The Supreme Court will take the bench today to begin a term that touches on a broad variety of hot-button issues such as campaign finance, affirmative action, religion, presidential power and abortion restrictions.
One theme to watch: the unusually high number of cases in which the court is being asked to reconsider prior precedent. "How the court treats pre-existing precedent; that is really going to be the theme of the term in many ways," says Kannon Shanmugam, a lawyer at Williams and Connolly who frequently argues before the court. "This is the year of the sequel."
The justices will hear McCutcheon v. Federal Election Committee Tuesday, the most important campaign finance case since the 2010 Citizens United ruling that struck down independent spending limits by corporations and unions. The new case concerns overall contribution limits.
Shaun McCutcheon, an Alabama businessman, was an active participant in the 2012 election cycle. He contributed a total of $33,088 to congressional races across the nation. But federal law blocked him from giving money to more candidates.
Joined by the Republican National Committee, McCutcheon is fighting aggregate contribution limits set by federal law. Such limits, he argues, impose an unconstitutional burden on core First Amendment activity.
He says an individual should not be restricted in how many candidates, parties or PACs he or she can contribute to within base limits. Campaign finance reform advocates, wary after losing Citizens United, fear the court could next overturn precedent regarding contribution limits. They say that without aggregate limits, some individuals might try to circumvent the base limits and pour money into the system.
Supporters of affirmative action held their breath last term for nearly nine months while the Supreme Court deliberated over an admissions plan at the University of Texas that took race into consideration. When the decision finally came down, the court had dodged a broad ruling, and the program survived.

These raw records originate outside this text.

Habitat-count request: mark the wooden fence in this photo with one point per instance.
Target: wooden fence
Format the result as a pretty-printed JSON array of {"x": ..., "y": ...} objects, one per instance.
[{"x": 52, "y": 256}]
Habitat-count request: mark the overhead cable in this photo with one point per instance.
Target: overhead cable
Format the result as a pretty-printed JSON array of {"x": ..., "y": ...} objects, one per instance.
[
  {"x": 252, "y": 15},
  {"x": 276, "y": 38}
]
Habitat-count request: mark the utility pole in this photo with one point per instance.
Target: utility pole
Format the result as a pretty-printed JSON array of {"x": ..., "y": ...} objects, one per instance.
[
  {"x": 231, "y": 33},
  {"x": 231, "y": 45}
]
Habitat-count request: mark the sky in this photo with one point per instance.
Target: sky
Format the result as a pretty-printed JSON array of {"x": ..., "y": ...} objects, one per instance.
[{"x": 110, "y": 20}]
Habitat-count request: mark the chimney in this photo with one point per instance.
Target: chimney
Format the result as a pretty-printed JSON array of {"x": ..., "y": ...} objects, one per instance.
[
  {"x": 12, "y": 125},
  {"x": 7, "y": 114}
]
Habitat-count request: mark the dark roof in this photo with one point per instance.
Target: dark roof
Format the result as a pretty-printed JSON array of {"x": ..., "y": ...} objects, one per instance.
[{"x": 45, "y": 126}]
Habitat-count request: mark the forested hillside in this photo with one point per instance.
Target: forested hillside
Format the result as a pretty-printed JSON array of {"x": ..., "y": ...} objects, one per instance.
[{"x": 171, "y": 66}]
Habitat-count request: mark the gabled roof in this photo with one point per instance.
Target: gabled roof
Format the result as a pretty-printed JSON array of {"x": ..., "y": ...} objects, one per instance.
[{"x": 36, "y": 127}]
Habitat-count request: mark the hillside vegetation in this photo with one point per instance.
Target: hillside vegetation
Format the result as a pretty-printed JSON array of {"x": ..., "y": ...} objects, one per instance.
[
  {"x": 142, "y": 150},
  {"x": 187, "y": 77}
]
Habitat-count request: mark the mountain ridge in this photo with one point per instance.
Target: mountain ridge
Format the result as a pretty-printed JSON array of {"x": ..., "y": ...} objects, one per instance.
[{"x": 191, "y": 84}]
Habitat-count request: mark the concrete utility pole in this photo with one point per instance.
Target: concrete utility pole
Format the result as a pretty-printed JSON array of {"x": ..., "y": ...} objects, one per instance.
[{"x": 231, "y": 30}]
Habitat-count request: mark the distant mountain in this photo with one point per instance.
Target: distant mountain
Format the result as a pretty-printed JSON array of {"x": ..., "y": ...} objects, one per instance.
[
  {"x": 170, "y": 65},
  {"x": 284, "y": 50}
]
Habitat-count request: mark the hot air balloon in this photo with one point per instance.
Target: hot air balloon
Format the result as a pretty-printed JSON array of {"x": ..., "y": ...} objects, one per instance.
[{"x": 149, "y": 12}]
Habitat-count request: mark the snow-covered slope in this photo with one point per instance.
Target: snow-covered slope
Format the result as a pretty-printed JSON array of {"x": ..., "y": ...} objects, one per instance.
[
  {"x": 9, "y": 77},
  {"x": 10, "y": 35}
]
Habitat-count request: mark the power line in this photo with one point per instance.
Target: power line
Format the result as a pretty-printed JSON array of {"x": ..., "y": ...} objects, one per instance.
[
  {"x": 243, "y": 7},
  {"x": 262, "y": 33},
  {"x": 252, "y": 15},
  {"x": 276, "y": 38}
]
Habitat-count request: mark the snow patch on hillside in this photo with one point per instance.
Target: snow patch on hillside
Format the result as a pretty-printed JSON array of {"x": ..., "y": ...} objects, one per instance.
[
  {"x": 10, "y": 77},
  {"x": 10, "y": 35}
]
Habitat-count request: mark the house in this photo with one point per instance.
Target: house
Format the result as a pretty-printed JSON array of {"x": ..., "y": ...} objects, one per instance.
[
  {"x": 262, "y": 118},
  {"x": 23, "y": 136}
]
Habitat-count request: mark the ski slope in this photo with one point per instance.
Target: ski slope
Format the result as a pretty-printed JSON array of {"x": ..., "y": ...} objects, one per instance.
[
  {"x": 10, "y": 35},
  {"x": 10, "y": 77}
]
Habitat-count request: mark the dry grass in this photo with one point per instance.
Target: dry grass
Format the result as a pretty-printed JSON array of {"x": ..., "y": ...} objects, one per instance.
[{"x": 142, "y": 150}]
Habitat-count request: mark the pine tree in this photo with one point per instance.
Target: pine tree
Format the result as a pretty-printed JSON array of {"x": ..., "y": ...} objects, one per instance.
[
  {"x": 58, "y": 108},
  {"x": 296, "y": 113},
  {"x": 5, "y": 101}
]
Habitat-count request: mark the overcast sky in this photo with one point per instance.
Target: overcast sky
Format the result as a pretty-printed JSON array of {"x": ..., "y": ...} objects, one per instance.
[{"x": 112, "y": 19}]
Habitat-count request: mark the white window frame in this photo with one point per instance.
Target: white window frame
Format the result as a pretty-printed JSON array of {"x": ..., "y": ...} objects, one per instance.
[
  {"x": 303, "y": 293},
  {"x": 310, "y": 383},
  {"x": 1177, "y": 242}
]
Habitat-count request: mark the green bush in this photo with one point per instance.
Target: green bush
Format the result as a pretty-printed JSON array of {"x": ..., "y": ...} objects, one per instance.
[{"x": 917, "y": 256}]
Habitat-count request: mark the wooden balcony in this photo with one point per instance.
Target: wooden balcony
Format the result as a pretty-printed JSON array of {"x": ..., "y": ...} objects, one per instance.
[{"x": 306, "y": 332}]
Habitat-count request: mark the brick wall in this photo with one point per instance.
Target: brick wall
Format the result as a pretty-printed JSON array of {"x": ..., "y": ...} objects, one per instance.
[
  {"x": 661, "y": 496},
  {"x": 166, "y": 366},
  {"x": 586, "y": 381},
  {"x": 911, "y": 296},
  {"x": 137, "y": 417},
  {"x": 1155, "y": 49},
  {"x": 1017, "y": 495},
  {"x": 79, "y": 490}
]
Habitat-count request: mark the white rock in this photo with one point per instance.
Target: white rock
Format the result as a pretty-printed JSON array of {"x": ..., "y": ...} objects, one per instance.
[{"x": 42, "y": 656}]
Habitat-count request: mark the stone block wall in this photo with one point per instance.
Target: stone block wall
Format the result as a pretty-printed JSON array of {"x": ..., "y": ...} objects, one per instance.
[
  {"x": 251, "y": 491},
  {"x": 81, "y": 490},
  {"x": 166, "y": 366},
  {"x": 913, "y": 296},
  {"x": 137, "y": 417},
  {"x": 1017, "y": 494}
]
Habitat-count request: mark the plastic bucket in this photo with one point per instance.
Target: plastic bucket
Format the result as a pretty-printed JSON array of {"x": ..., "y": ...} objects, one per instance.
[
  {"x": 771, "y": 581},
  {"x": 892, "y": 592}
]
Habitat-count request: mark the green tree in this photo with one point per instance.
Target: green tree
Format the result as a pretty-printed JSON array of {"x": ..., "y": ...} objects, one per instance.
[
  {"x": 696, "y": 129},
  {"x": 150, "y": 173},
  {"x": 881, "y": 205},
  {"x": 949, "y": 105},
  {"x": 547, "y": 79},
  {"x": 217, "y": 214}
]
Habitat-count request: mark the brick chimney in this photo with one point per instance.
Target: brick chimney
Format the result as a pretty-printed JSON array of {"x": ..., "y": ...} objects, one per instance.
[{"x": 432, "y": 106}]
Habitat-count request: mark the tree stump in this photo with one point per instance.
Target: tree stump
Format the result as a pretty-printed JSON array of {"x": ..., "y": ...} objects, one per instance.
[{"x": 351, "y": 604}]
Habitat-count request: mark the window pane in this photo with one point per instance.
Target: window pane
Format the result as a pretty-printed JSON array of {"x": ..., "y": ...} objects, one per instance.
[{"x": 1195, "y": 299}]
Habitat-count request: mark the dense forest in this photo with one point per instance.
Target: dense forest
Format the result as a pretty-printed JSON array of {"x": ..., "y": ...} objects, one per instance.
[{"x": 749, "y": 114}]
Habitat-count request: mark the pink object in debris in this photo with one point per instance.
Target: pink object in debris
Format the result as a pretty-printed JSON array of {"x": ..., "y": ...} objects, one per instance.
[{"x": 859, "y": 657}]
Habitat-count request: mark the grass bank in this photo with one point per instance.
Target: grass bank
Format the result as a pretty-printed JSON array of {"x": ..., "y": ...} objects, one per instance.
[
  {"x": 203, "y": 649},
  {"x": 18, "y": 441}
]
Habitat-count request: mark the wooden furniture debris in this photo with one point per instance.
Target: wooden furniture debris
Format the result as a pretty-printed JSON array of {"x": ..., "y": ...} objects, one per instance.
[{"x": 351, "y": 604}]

The court is hearing another case this tern regarding affirmative action, but in a different context. At issue in Schuette v. Coalition to Defend Affirmative Action is Proposal 2, a ballot initiative passed in Michigan in 2006 that bans affirmative action.
In court briefs, Michigan Attorney General Bill Schuette says the ballot initiative was passed because even though the Supreme Court has upheld race-conscious admissions policies in narrow circumstances, "the people of Michigan concluded that not having affirmative action in higher education was the best policy for the state."
"Nothing in the Constitution bars the people of Michigan from making that choice," he writes.
But critics of the proposal argue it violates the Constitution. "It effectively rigged the political system against advocates of race-conscious proposals that are otherwise constitutionally permissible," Joshua I. Civin of the NAACP Legal Defense and Educational Fund said.
A lower court invalidated the proposal, saying it placed a special burden on minorities within the governmental process. The lower court said, "Because less onerous avenues to effect political change remain open to those advocating consideration of nonracial factors in admissions decision, Michigan cannot force those advocating for consideration of racial factors to traverse a more arduous road without violating the Fourteenth Amendment."
California passed a similar initiative in 1996.
The court is poised once again to explore the boundary between church and state. Susan Galloway and Linda Stephens - two residents of Greece, N.Y. - have filed suit against the town, arguing that the practice whereby townspeople are chosen to open monthly town board meetings in prayer violates the Establishment Clause of the Constitution. With the exception of only a few non-Christian prayer givers such as a Wiccan Priestess, the vast majority of prayers have been Christian.